Schmerzhafter Gang

Den Unterdrückten eine Stimme: Die Alajotas Dance Company aus Nigeria zeigte auf Kampnagel „Onidundun – Die sprechende Trommel“

von KARIN LIEBE

Hart schlägt der Tänzer auf die Trommel. Nicht mit der Hand, sondern mit einem seltsamen hakenförmigen Ding. Es erinnert an chirurgisches Besteck, an eines dieser kleinen Folterinstrumente beim Zahnarzt. Hier, bei der Deutschlandpremiere von Onidundun – Die sprechende Trommel auf Kampnagel, wird das hakenförmige Ding sogar um den Hals geschlungen – den eigenen wie den fremden. Und dem Zuschauer schnürt es die Kehle zu.

Demütigen, schlagen, foltern, töten: Die Sprache der Gewalt ist universell. Selbst wenn man nichts über das Heimatland der Alajotas Dance Company weiß – sie kommt aus Nigeria –, ahnt man, dass für die Tänzer konkrete Gewalt und die Angst vor Gewalt zum Alltag gehören. Eben noch haben die vier Tänzer ihre nackten Oberkörper in geschmeidigen Wellen vibrieren lassen oder sie wie Federvieh aufgeplustert, da wirft der kräftigste sich einen schmächtigen über die Schulter, als wäre er ein nasser Sack. Der Kräftige schlingt Teile eines dicken Seils, das vielfach verknotet von der Decke hängt, um den Schmächtigen. Er schleift den Willenlosen über den Boden, tritt ihn dann, schlägt ihn.

Quälend ist das für den Zuschauer, und er will wissen: Wer kämpft hier gegen wen? Oder besser: Wem geschieht Gewalt, ohne dass er sich auch nur ansatzweise dagegen wehrt? Wer ist Unterdrücker und Unterdrückter, wer ist Folterer und Knecht? Sind es Stammesfehden, ist es brutale Regierungsmacht?
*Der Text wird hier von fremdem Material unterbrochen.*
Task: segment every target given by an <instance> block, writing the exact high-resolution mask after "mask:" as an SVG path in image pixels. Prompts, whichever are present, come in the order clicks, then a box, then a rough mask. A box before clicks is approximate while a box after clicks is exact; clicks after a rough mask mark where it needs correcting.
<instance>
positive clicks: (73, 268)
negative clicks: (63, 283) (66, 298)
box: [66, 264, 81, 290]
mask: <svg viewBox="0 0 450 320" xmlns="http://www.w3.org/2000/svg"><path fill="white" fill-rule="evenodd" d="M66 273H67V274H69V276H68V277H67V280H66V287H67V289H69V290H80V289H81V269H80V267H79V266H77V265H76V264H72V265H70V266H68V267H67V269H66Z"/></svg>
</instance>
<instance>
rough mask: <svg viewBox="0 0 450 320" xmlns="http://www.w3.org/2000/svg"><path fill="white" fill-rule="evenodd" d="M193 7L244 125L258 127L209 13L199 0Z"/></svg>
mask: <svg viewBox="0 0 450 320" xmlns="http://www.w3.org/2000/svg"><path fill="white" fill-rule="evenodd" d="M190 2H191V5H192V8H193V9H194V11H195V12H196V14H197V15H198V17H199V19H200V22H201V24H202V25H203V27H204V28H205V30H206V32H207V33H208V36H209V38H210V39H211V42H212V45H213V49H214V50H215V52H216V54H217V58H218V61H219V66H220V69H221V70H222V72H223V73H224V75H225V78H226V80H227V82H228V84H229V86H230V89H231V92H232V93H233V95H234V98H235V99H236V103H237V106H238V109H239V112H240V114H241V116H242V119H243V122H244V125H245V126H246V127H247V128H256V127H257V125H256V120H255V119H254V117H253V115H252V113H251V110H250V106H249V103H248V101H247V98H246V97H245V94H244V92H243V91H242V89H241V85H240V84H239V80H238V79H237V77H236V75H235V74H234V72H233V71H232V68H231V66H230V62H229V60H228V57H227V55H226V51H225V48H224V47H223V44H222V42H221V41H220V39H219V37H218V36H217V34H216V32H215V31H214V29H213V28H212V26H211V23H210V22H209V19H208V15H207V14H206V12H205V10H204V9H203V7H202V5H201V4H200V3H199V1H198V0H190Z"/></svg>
Onidundun, so informiert das magere Programmheft, basiert auf einer afrikanischen Legende, „nach der die sprechende Trommel alle Klänge und Emotionen der Welt enthält und so auch den Unterdrückten und Außenseitern eine Stimme verleiht“. Auch von einer „impulsiven, authentischen Körpersprache, die vom kreativen Potenzial kultureller Unterschiede lebt“, ist da die Rede. Ach, so. Und dass der Choreograf und Leiter der Alajotas Dance Company, Christopher Abdul Yisa Onibasa, der in Nigeria Symbolfigur der Künstlerszene sei, in Frankreich mit europäischem Tanz in Berührung kam.

Selbstverständlich kann man westliche Tanzelemente in Onibasas Choreografie entdecken: An klassisches Ballett erinnern die vielen Hebefiguren, auch Spitzentanz ist zu sehen. Doch wenn ein Tänzer auf nackten Zehenspitzen läuft, ist das kein graziles Getrippel, sondern wirkt eher wie ein schmerzhafter schwankender Gang auf verstümmelten Füßen. Und man denkt mit Schaudern an die Amputationen, die nach der Scharia-Gesetzgebung im islamischen Norden Nigerias gegen Straftäter verhängt werden.

Auch Steine sind auf der Bühne zu sehen. Die einzige Frau, die sich sonst völlig im Hintergrund hält und nur manchmal verhalten mittanzt, rollt von einem großen Steinhaufen Steine wie Bocciakugeln in die Bühnenmitte. Einen großen, unbehauenen Stein bearbeitet sie rhythmisch mit zwei kleinen. Ein ganz einfacher Takt, in den die zwei Musiker an den Trommeln und am Syntheziser einsteigen. Steine können also nicht nur töten, sondern verbinden als die ursprünglichsten Musikinstrumente Menschen miteinander.

Nicht nur Gewalt und die Angst vor ihr werden hier gezeigt. Doch der Sinn der fröhlichen, ausgelassenen Tänze ist verblüffenderweise viel schwieriger zu erschließen. Zwar könnte man sich auch einfach an den geschmeidigen Körpern erfreuen, den luftigen Sprüngen, dem gockelhaften Gestelze. Doch was wird hier gefeiert? Einer bückt sich, reibt mit dem Zeigefinger etwas vom Boden, leckt daran, ein anderer macht es ihm nach. Rituale, die das Säen oder die Ernte oder das Leben an sich preisen? Wieder zu Hause, wird der Partner befragt: Was weißt du von Nigeria?